The following table shows the total points scored in the 10 national football league games played during week 1 of the 2016 session

23 25 33 51 62
24 31 58 47 49
Based on the above data
A calculate population mean?
B calculate sampling error using the first three games in the first raw as a sample?
C calculate the sampling error using all five games in the first row as a sample ?
D how does increasing the sample size affect the sampling error?

A) The population mean is calculated by adding up all the scores and dividing by the total number of games:

Population mean = (23 + 25 + 33 + 51 + 62 + 24 + 31 + 58 + 47 + 49) / 10

Population mean = 385 / 10

Population mean = 38.5

Therefore, the population mean is 38.5.

B) To calculate the sampling error using the first three games in the first row as a sample, we need to first calculate the sample mean, which is the average of the three scores:

Sample mean = (23 + 25 + 33) / 3

Sample mean = 81 / 3

Sample mean = 27

Then, we calculate the sampling error using the formula:

Sampling error = Population mean - Sample mean

Sampling error = 38.5 - 27

Sampling error = 11.5

Therefore, the sampling error using the first three games in the first row as a sample is 11.5.

C) To calculate the sampling error using all five games in the first row as a sample, we first need to calculate the sample mean:

Sample mean = (23 + 25 + 33 + 51 + 62) / 5

Sample mean = 194 / 5

Sample mean = 38.8

Then, we calculate the sampling error using the formula:

Sampling error = Population mean - Sample mean

Sampling error = 38.5 - 38.8

Sampling error = -0.3

Therefore, the sampling error using all five games in the first row as a sample is -0.3.

D) Increasing the sample size generally decreases the sampling error, as long as the sample is selected randomly and is representative of the population. This is because as the sample size increases, the sample mean becomes more accurate and better reflects the population mean. However, there is a point of diminishing returns, where increasing the sample size further does not significantly decrease the sampling error.

A. To calculate the population mean, you need to sum up all the values in the table and divide it by the total number of games (which is 10).

Total points scored = 23 + 25 + 33 + 51 + 62 + 24 + 31 + 58 + 47 + 49 = 403

Population mean = Total points scored / Number of games = 403 / 10 = 40.3

Therefore, the population mean is 40.3.

B. To calculate the sampling error using the first three games in the first row as a sample, you need to find the sample mean first. The sampling error is then the difference between the sample mean and the population mean.

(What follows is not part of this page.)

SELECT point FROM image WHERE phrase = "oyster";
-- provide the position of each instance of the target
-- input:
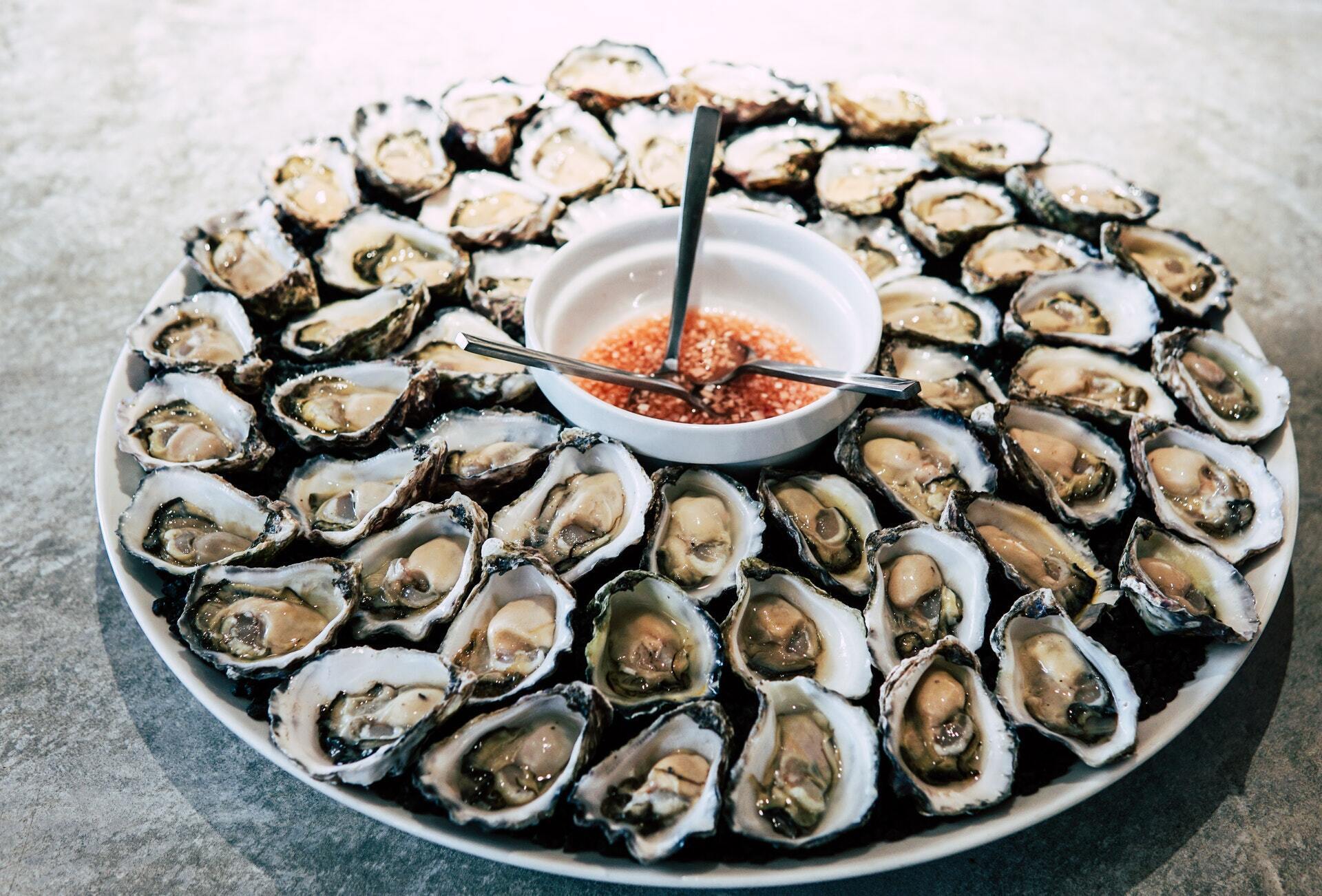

Sample mean = (23 + 25 + 33) / 3 = 81 / 3 = 27

Sampling error = Sample mean - Population mean = 27 - 40.3 = -13.3

Therefore, the sampling error using the first three games in the first row as a sample is -13.3.

C. To calculate the sampling error using all five games in the first row as a sample, you need to find the sample mean first. The sampling error is then the difference between the sample mean and the population mean.

Sample mean = (23 + 25 + 33 + 51 + 62) / 5 = 194 / 5 = 38.8

Sampling error = Sample mean - Population mean = 38.8 - 40.3 = -1.5

Therefore, the sampling error using all five games in the first row as a sample is -1.5.

D. Increasing the sample size typically reduces sampling error. As the sample size increases, it becomes more representative of the population, resulting in a smaller difference between the sample mean and the population mean (i.e., reduced sampling error). So, increasing the sample size tends to decrease the sampling error.